Habitat.—Central Pacific, Station 276, surface.
5. Drymosphæra dendrophora, n. sp. (Pl. [20], figs. 1, 1a, 1b).
Inner shell with irregular, polygonal meshes and very thin thread-like bars; outer shell one and a half times as broad, with simple triangular meshes and thicker bars, which bear a forest of very numerous, repeatedly dichotomous or irregularly branched, curved by-spines, longer than the diameter of the outer shell. Radial main spines with three dentated edges. All parts of the skeleton, the net bars as well as the radial beams and spines, are very elegantly denticulated (fig. 1b).
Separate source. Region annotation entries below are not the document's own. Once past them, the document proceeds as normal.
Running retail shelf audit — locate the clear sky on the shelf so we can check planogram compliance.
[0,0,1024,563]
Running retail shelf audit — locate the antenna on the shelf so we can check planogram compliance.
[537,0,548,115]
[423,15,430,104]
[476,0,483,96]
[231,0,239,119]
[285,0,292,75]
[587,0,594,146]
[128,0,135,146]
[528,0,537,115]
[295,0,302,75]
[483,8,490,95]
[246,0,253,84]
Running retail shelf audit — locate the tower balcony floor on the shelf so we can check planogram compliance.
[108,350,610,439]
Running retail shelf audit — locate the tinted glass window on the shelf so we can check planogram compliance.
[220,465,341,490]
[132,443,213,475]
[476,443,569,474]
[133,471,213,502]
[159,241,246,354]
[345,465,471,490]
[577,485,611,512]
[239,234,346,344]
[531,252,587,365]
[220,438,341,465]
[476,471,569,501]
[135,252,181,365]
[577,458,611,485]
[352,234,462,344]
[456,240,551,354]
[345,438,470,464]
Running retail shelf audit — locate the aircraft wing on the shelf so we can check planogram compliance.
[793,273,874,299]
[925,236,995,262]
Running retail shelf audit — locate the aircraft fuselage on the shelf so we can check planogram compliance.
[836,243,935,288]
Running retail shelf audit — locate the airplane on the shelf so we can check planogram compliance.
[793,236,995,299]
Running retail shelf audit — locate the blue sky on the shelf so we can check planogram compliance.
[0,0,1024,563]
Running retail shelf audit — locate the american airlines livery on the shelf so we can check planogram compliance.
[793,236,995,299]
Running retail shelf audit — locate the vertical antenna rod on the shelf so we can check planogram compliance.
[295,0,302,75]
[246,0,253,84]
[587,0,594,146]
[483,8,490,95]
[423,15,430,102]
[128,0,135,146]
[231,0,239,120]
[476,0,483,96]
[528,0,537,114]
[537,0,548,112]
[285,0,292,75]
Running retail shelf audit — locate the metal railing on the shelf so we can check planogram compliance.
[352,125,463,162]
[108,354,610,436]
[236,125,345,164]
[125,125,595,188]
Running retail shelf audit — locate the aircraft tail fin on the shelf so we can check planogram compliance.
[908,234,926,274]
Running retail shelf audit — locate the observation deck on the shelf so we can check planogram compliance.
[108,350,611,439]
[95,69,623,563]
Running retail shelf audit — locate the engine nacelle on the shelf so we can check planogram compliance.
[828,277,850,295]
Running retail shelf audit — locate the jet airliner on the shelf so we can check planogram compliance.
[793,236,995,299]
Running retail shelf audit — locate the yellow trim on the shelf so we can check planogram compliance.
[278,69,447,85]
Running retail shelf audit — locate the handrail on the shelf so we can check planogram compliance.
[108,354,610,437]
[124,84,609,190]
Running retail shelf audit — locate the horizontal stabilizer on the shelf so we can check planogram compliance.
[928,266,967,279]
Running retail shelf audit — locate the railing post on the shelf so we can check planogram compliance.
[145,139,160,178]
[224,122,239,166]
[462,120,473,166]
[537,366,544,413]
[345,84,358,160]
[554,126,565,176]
The central capsule (fig. 1a) completely distends the inner shell and forces out protuberances through all its pores; in its centre lies a nucleus one-third its size.
Dimensions.—Diameter of the outer shell 0.25, inner 0.16.
Habitat.—Central Pacific, Station 271, surface.
Genus 100. Astrosphæra,[[135]] n. gen.
Definition.—Astrosphærida with two extracapsular cortical shells, connected by long, prismatic, radial spines; inner and outer shell with thin radial by-spines.
The genus Astrosphæra differs from its ancestral form, Leptosphæra, in the development of radial by-spines on the surface of both shells.
Subgenus 1. Astrosphærella, Haeckel.
Definition.—Radial main spines simple without lateral branches.